Knocking the Rust Off

By: Jason Blair, Designated Pilot Examiner | April 2013

Most of us don't get to fly a lot in the winter, and we get rusty. We fly more in the spring and summer because the weather is conducive; we have more time off, take vacations, etc. Unfortunately, it is also when we have more incidents, more accidents, and sadly, more deaths in aviation.

As a Designated Pilot Examiner, when I see pilots during practical tests, they are usually at their best. They have practiced, studied, gotten current, and have done everything they can to be sure they demonstrate the qualities of the absolute best pilot they can be. But most don't stay at this level of proficiency. Pilots fall back into their normal life pattern, flying when it is convenient or when they want to make a personal or business trip. This isn’t necessarily enough flying to keep them proficient.

As an examiner, an instructor and a pilot who flies regularly, I've collected a few practices that can help all pilots keep their skills sharp.
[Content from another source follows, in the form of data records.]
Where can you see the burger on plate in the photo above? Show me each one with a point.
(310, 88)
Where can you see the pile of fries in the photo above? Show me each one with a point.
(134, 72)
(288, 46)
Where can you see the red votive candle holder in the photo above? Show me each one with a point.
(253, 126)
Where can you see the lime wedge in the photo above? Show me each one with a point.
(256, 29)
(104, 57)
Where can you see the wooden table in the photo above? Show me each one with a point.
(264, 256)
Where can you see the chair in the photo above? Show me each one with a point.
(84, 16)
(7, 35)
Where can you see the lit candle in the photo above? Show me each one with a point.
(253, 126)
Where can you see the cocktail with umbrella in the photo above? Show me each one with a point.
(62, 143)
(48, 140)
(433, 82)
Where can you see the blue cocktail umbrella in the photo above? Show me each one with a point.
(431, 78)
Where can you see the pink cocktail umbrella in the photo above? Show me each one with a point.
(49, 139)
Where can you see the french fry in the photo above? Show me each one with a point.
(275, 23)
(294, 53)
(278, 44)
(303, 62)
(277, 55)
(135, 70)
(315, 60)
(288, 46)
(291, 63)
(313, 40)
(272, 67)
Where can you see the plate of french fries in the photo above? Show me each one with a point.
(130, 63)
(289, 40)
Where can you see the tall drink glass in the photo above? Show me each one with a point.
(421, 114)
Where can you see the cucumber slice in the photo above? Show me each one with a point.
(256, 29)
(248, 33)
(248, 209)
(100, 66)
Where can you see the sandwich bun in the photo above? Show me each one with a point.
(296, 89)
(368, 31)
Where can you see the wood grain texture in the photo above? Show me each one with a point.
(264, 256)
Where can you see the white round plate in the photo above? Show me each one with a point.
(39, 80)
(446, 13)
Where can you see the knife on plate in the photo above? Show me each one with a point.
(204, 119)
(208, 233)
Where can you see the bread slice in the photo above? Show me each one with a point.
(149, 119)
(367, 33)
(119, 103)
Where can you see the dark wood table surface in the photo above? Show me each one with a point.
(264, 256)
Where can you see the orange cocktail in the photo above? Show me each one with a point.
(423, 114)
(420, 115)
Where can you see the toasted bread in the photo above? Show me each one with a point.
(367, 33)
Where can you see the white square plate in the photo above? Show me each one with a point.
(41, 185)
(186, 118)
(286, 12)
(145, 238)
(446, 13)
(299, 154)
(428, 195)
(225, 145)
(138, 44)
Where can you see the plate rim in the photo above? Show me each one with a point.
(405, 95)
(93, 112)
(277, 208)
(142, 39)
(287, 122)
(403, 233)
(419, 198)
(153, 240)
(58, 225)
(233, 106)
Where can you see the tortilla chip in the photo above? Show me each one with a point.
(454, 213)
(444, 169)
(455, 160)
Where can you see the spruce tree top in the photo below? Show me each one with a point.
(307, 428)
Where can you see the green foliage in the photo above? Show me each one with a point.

  • Flying Isn’t Just for Holidays. Pilots’ lives are busy and many only get a chance to use their aircraft for trips when they have time off. This irregular flying doesn't keep their skills up. Long trips also don't help build repetitive practice for things such as landings, planning flights in consideration of weather, or even familiarity with the cockpit. The answer is simple, yet sometimes tough to do: Fly more often. These don't have to be long flights, a half hour with 3 landings on a Saturday morning twice a month will go far to keeping you proficient between those longer trips that sometimes come months apart.
  • Fly With an Instructor or Another Pilot. Nobody likes criticism, but receiving some qualified feedback will increase your skill development and competence as a pilot. Taking a qualified instructor with you periodically to obtain outside feedback is a good idea. Find a local instructor, ask them to take a ride with you and take to heart what they indicate you should work on. If an instructor isn't available, take an experienced, qualified pilot who will provide you with some straight feedback. In both cases, be honest and challenge yourself to practice the things you really need work on, not what you think will make the instructor or your friend think you are a good pilot.
  • Stop Before Programming Anything. A new iPad, a new portable GPS, a new panel mounted GPS or glass panel is fun to engage with, but it can also be overwhelming. In some cases, it can be confusing and cause our attention to shift to the system rather than our aircraft. It can lead to problems if we are trying to taxi or takeoff at the same time. When our attention diverts from aircraft control, it’s easy to end up taxiing where we shouldn't. The result can be a runway incursion, or causing damage to the aircraft by taxiing off a taxiway, running over a runway light, or bumping a wing on a hangar. When you are programming or setting up equipment, stop the aircraft. This simple tip can help pilots avoid potential aircraft damage or violations of regulations.
  • Be Willing to Say It's a "No-Go.”Be Willing to Say It's a "No-Go.” The pressure of a planned family trip can be hard to overcome, but it's always better to be able to take a trip in the future than to have one end in tragedy because of a bad decision to fly in conditions beyond the capability of the pilot or the aircraft. Set good personal minimums and stick to them. Practice this even on days when you aren't flying by "simulating" planning for a flight.

I regularly look at weather on days when I am not flying. It takes just a few minutes to pick a location, get the weather in the way that you normally do, and analyze it. Imagine you were really planning to fly that day and make a decision if it would be a "go" or a "no-go." What I find in most cases is we are more conservative when there isn't real-world pressure to make the flight taking into account our own personal minimums. If we practice this process when it "doesn't matter" we build a habit. The hope is that this habit will matter when it is the real deal.

Last year, the Memorial Day weekend saw a significant increase in fatal accidents. We saw the same thing on the Fourth of July weekend. Pilots who weren't keeping their skills sharp flew on those weekends for fun and for travel with a tragic end. Help us make sure this spring and summer keeps pilots and the friends and families who ride with them safe by making good decisions and staying proficient.

Jason Blair is an active single and multi-engine instructor and FAA Designated Pilot Examiner with 4,600 hours total time and 2,600 hours instruction given. He serves on several FAA/Industry aviation committees and is the past Executive Director of the National Association of Flight Instructors. He also consults on aviation training and regulatory efforts for the general aviation industry.